A: A logarithmic expression is an expression that involves a logarithm, while an exponential expression is an expression that involves an exponent. In other words, a logarithmic expression is a way of expressing a number in terms of its logarithm, while an exponential expression is a way of expressing a number in terms of its exponent.

Q: How do I simplify a logarithmic expression?

A: To simplify a logarithmic expression, you need to apply the properties of logarithms. Here are the steps to follow:

1. Identify the logarithmic expression you want to simplify.
2. Apply the product rule to simplify the expression.
3. Apply the power rule to simplify the expression.
4. Apply the change of base rule to change the base of the logarithm.

Q: What is the logarithmic form of a number?

A: The logarithmic form of a number is a way of expressing the number in terms of its logarithm. For example, the logarithmic form of 100 is $\log_{10} 100$, which is equal to 2.

Q: How do I convert a logarithmic expression to exponential form?

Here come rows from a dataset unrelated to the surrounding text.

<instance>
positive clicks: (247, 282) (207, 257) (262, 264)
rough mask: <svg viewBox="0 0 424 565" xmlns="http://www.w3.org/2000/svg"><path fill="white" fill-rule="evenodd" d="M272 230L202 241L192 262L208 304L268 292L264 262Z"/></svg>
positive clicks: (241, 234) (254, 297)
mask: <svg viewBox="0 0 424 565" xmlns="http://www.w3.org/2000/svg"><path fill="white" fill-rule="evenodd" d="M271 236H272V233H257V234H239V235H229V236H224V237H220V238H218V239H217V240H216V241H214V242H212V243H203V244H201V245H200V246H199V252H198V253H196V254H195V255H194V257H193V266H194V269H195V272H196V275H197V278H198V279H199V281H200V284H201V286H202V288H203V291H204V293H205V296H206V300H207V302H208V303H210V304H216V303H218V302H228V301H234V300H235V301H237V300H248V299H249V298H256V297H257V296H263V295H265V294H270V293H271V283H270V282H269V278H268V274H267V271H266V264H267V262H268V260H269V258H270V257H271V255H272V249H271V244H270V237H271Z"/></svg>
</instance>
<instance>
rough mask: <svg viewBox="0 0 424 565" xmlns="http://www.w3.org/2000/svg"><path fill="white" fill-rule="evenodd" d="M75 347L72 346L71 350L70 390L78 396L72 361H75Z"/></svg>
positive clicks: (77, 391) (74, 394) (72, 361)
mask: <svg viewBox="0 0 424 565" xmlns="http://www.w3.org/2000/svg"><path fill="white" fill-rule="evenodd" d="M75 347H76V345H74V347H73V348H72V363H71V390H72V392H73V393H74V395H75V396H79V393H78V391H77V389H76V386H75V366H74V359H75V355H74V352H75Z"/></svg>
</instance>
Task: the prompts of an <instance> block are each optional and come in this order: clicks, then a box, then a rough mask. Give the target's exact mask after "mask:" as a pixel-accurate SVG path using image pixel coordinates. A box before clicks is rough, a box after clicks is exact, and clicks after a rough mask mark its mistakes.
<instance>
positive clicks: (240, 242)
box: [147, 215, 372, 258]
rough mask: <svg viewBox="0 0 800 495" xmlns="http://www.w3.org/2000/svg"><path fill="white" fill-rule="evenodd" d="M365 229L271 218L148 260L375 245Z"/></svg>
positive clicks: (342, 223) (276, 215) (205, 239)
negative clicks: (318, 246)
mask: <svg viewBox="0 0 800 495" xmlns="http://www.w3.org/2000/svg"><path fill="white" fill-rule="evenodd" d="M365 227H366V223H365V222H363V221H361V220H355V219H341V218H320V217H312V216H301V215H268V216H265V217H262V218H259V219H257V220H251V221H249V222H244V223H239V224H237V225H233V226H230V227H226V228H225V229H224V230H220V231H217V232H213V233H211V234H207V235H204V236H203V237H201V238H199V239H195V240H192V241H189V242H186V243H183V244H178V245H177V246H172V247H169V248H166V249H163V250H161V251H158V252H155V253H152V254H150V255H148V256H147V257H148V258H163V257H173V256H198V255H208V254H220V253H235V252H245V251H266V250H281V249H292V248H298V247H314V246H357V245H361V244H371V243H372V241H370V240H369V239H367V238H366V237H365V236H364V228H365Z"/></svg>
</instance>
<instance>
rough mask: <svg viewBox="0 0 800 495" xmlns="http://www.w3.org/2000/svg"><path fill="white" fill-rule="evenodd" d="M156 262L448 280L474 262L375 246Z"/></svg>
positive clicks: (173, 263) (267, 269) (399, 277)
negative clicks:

A: To convert a logarithmic expression to exponential form, you need to apply the inverse operation of logarithms, which is exponentiation. Here are the steps to follow:

1. Identify the logarithmic expression you want to convert.
2. Apply the change of base rule to change the base of the logarithm.
3. Apply the power rule to simplify the expression.
4. Apply the exponential function to convert the expression to exponential form.

Conclusion

In this article, we have addressed some of the most frequently asked questions about logarithmic expressions, providing clear and concise answers to help you better understand this complex topic. By applying the properties of logarithms and following the steps outlined in this article, you can expand, simplify, and convert logarithmic expressions with ease.